Abstract
We report a systematic analysis of the biological and clinical implications of DNA methylation variability in five categories of B-cell tumors derived from B cells spanning the entire maturation spectrum. We used 2056 primary samples including training and validation series and show that 88% of the human DNA methylome is dynamically modulated under normal and neoplastic conditions. B-cell tumors display both epigenetic imprints of their cellular origin and de novo, disease-specific epigenetic alterations that in part are related to differential transcription factor binding. These differential methylation patterns were used by a machine-learning approach to create a diagnostic algorithm that accurately classifies 14 B-cell tumor entities and subtypes with different clinical management. Beyond this, we identified extensive patient-specific epigenetic variability targeting constitutively silenced chromatin regions, a phenomenon we could relate to the proliferative history of normal and neoplastic B cells.

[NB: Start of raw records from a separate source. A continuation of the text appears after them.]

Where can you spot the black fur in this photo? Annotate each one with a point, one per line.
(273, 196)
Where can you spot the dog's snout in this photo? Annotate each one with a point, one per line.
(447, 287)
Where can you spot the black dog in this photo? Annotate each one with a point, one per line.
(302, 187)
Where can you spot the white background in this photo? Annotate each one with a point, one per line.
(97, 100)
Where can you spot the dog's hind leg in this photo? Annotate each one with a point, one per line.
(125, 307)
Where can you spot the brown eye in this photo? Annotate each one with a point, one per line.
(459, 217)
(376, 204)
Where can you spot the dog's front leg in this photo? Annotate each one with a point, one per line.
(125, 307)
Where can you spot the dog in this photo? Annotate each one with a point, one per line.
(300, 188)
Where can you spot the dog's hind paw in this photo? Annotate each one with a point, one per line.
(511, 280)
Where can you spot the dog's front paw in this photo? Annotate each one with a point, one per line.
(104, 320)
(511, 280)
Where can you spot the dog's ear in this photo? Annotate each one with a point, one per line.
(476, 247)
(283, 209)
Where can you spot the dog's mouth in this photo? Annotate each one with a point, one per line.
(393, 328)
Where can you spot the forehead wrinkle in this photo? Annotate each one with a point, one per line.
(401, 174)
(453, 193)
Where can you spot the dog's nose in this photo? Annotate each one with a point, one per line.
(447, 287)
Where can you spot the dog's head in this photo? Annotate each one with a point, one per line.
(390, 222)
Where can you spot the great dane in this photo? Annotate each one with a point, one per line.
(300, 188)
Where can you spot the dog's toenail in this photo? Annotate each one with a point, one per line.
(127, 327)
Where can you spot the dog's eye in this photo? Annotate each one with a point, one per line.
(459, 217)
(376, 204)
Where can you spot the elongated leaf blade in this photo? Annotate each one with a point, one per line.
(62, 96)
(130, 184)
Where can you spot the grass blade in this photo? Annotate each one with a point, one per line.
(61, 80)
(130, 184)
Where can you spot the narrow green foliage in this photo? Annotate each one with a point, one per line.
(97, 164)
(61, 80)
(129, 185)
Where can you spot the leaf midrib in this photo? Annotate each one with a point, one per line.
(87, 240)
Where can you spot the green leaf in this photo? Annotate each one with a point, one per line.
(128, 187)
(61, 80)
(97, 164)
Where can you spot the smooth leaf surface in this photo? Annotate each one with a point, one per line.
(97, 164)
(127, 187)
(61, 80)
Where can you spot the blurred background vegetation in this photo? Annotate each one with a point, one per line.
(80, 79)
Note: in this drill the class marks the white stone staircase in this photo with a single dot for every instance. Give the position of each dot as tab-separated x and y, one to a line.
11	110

We observed that, depending on the maturation stage of the tumor cell of origin, mitotic activity leaves different imprints into the DNA methylome. Subsequently, we constructed a novel DNA methylation-based mitotic clock called epiCMIT (epigenetically-determined Cumulative MIToses), whose lapse magnitude represents a strong independent prognostic variable within specific B-cell tumor subtypes and is associated with particular driver genetic alterations. Our findings reveal DNA methylation as a holistic tracker of B-cell tumor developmental history, with implications in the differential diagnosis and prediction of the outcome of the patients.
Competing Interest Statement
The authors have declared no competing interest.